Hilary Wainwright: Arguments for a New Left (1994)

OUR HISTORY 97

Wainwright is a socialist feminist and political activist and is currently editor of Red Pepper. A sociology researcher at Durham University and then the Open University, Wainwright co-authored the Workers Report on Vickers with Hugh Benyon and then the Lucas Plan with David Elliot in 1980. She was co-author of Beyond the Fragments.

In 1982, she became deputy economic adviser to Ken Livingstone, the leader of the Greater London Council, and founded the Popular Planning Unit. A member of the International Marxist Group, Wainwright was married to the philosopher Roy Bhaskar, who was also involved in IMG. After the abolition of the GLC in 1986, Wainwright was attached to a number of research institutions including the Amsterdam-based Transnational Institute, the LSE, Bradford Universities Peace Studies and the University of California. She was on the editorial board of New Left Review.
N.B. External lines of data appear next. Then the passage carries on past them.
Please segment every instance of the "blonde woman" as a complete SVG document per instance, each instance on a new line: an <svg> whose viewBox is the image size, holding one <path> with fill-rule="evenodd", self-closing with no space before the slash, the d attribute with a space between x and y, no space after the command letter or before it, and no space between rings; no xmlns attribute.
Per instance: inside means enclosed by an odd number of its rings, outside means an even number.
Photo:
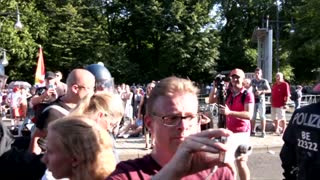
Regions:
<svg viewBox="0 0 320 180"><path fill-rule="evenodd" d="M106 91L88 94L70 112L70 115L85 115L96 121L110 135L118 133L119 123L123 114L124 108L120 96ZM115 150L115 140L114 138L112 140L113 153L117 162L119 162L119 156Z"/></svg>
<svg viewBox="0 0 320 180"><path fill-rule="evenodd" d="M116 166L112 138L84 116L68 116L48 126L42 161L57 178L105 179Z"/></svg>
<svg viewBox="0 0 320 180"><path fill-rule="evenodd" d="M88 116L110 133L114 133L123 114L124 108L120 96L105 91L88 94L70 112L70 115Z"/></svg>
In 1987, she wrote Labour: A Tale of Two Parties.

After writing Arguments for a New Left, which is subtitled ‘Answering the free market right’ and draws significantly on Eastern European experience, Wainwright wrote a number of books on popular democracy and public service reform. She convened the new economics working group of the Helsinki citizens assembly from 1989 to 1994. Wainwright’s most recent book, published in 2018, is A New Politics from the Left.

“The networks of this new left aspire to be international: after all, they have developed out of efforts to track down and understand the new powers of multinationals and inter-governmental institutions, and to share common experiences of struggle and organisation for which there are no national models.

“The sources of power that the movements could draw on in the early 1980s can only under special circumstances be mobilised. Frequently this new left politics is marginal and sometimes self-marginalising. The absence of a pan-European political framework contributes to their invisibility… The result is not so much a democratic deficit, to be remedied over time, but a dangerous kind of democratic vacuum which is especially threatening at a time of growing economic insecurity for a large proportion of the population, who are therefore actively, and incoherently, seeking remedies but finding none within the existing political system. The far right in Western Europe has rallied its popular support under banners which invoke European Community institutions as well as foreign workers as threats to the future.

“The commitment which is common to the Western new left and those Eastern opportunists who have remained outside the state-namely, the commitment to democratic civic movements as necessary though not sufficient agencies of social change-has a unique importance in filling the democratic vacuum and undermining popular support for the far right. Such movements have the power to create the social associations of daily life by which people gain some power to shape their futures and a source of identity that is not defined by its hatred of others. The growth of such democratic civic associations, rooted amongst the most powerless and frustrated of society, will be a base from which the new authoritarianism and popular racism spreading across Europe could be countered. At present, however, the social base of democratic social and radical trade union movements is limited. There will need to be a concerted effort to extend that base from that of a minority counter-culture, to a political force for democracy and social security.

“The politics of democratic social and trade union movements provides a basis. If they were to develop they would represent a new kind of left; in which a liberalism that had moved beyond individualism, co-operated and contested with a form of socialism that no longer relied primarily on the nation state.”